The Fluffier Parts

The best thing about vacation is eating. Of course the museums and the historic statues are cool too, but the local cuisine is what I live for. Just after dinner every night, I'm planning where we're going to eat breakfast, lunch, and dinner the following day. This behavior just didn't start one day. It's been like this since I was child. Heck, it was even worse then.

I grew up very overweight and just in case you're wondering, I weighed more than my father when I was 11 years old. As far as chubby (fluffy, rotund, pudgy) kids were concerned, I was legit. Food was comfort. Food was home. Food was safety. When boys made fun of me, I'd grab a jar of peanut better and a loaf of bread and hide under my bed until I was in a sugar coma and the pain went away. This dependency on food has never disappeared. I look at the scale every morning and vow to start again. Start the battle against the bulge. Yet again.

On vacation, there weren't any scales. Well, if I was being honest, I'd admit there was a scale in my hotel bathroom while in Australia, but I covered it with a bathmat. I knew I was eating a lot. I knew I was eating too much. But JD promised me we'd run it off the following day. Internet, I could've RUN BACK TO AMERICA and still not burned the calories I consumed. To be honest, though, I'm not sure I care.
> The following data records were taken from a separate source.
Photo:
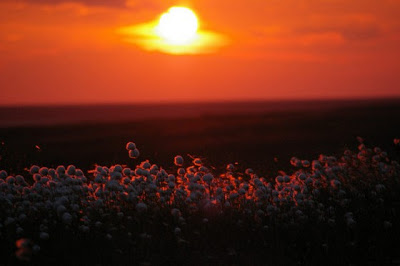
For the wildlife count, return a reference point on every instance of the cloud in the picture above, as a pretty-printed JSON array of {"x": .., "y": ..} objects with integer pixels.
[
  {"x": 112, "y": 3},
  {"x": 349, "y": 32}
]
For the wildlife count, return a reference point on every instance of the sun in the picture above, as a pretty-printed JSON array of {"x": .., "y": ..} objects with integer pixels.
[{"x": 178, "y": 26}]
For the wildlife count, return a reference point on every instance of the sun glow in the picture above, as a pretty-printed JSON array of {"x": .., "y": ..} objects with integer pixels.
[
  {"x": 177, "y": 31},
  {"x": 178, "y": 26}
]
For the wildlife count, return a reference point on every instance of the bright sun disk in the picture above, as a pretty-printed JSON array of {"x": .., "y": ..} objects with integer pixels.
[{"x": 178, "y": 26}]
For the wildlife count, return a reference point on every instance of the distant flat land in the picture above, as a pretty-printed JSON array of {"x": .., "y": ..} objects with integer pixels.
[{"x": 250, "y": 133}]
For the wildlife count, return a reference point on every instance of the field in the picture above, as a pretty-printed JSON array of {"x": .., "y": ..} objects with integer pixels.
[{"x": 240, "y": 197}]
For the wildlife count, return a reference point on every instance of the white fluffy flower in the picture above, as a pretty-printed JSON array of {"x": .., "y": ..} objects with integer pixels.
[
  {"x": 178, "y": 160},
  {"x": 134, "y": 153}
]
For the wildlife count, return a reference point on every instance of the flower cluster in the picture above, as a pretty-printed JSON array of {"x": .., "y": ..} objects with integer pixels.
[{"x": 115, "y": 200}]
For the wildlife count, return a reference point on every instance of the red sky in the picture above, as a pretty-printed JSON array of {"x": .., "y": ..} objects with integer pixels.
[{"x": 62, "y": 52}]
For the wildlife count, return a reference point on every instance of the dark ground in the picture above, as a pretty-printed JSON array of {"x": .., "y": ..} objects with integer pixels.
[{"x": 253, "y": 139}]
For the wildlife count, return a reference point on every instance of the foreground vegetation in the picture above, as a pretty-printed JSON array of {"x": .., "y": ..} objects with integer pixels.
[{"x": 330, "y": 210}]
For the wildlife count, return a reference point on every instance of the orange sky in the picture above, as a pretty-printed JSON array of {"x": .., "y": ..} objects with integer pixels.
[{"x": 61, "y": 52}]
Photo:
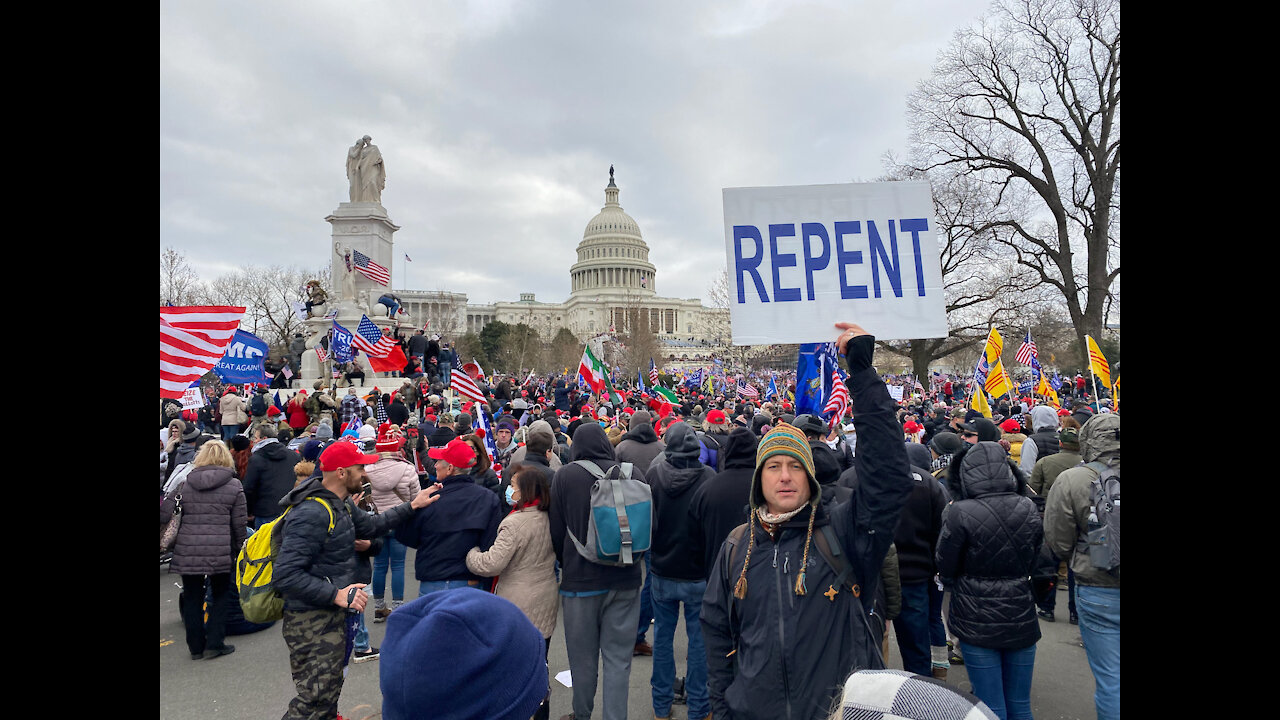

I'm sitting in my office about to take off for the gym, but not without remembering the Australian pastries we ate late one night. Or the ice cream sundae we ordered to our hotel room in celebration of our last workshop. Or the multiple servings of Thai food in New Zealand. I've come to realize that while I may never look like the person I want to in my head, I also know that I'll never be okay with who I am on the outside, if I'm not okay with who I am on the inside. On this recent vacation, I tried to appreciate me. All of me. The thickness. The jiggle where it shouldn't. The parts I referred to as fluffy while growing up….that still remain fluffy. Everything is still there, but I'm working on it. And I'm trying to be okay with me. All of me.

**EDITED TO ADD**
I don't have very many pictures of me as a child. For one, my parents didn't own a camera, and, two, I avoided the lens like I avoided the Black Plague. I asked my my sister if she'd be okay with me posted the one photo I have of us during our awkward phase. There were moments when I was bigger, but for those who asked, this is me. Just fluffier.